No último dia 21 de agosto, a Igreja Luterana Evangélica dos EUA (ELCA, na sigla em inglês), decidiu aceitar que homossexuais em relacionamentos estáveis assumam ministérios - inclusive o pastorado. Obviamente, muitas discussões precederam as votações. A pastora Nadia Bolz-Weber, líder da igreja House for All Sinners and Saints (Casa para Todos os Pecadores e Santos), uma das participantes, registrou suas impressões num sermão baseado em João 6.56-69, que pode ser lido no blog Sarcastic Lutheran.

A descrição que Nadia faz da assembleia lembra bastante qualquer reunião onde um assunto polêmico é discutido: discursos inflamados (mas nem sempre inspirados) de ambos os lados, e a sensação clara de que eu é que estou certo, e de que, se Jesus estivesse entre nós, certamente estaria do meu lado.

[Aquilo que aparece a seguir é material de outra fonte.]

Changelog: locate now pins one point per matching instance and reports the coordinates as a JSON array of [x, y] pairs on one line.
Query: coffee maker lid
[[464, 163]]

Mas eis que um orador toma timidamente a palavra e, antes de qualquer coisa, confessa estar apavorado, tremendo de medo de falar, e pede que orem por ele. E o homem ao seu lado, que defendia o ponto de vista oposto, simplesmente pôs a mão em seu ombro e orou enquanto ele falava.

Este gesto simples fez Nadia humildemente reconhecer: por mais que ela e sua comunidade tivessem, sim, o direito de celebrar a vitória, não poderiam esquecer aqueles que perderam. Jesus não está nem "do lado deles" nem "do nosso lado", ele está no meio oferecendo a todos perdão. Nossas convicções, crenças e interpretações da Bíblia são importantes, mas não são as palavras da vida eterna. Mas é tão difícil deixar de confundir estas coisas...

Há muito tempo me sinto desafiada por (e intrigada com) Romanos 12.15: "Alegrai-vos com os que se alegram, chorai com os que choram". É um conselho simples na aparência, mas quando se vive em comunidade é inevitável que os momentos de tristeza venham junto com os momentos de alegria: Maria passou no vestibular, Pedro perdeu o avô. Pode Pedro rir com Maria, e Maria chorar com Pedro?

O sermão da pastora Nadia me apresenta um novo desafio: como agir quando a minha alegria é a causa da tristeza do outro? Criticamos o conservadorismo ou o liberalismo dos outros, e acabamos nos esquecendo de que eles não são só um bando de fundamentalistas estraga-prazeres, nem um monte de loucos rasgando Bíblias: dos dois lados há pessoas que procuram ser fiéis a Deus, que se entristecem profundamente com o que consideram ser desvios da "sã doutrina". Meu copo de vinho ou minha saia comprida valem mais do que estas pessoas?

Pode Pedro rir com Maria, e Maria chorar com Pedro, se é a alegria dela que fere seu irmão?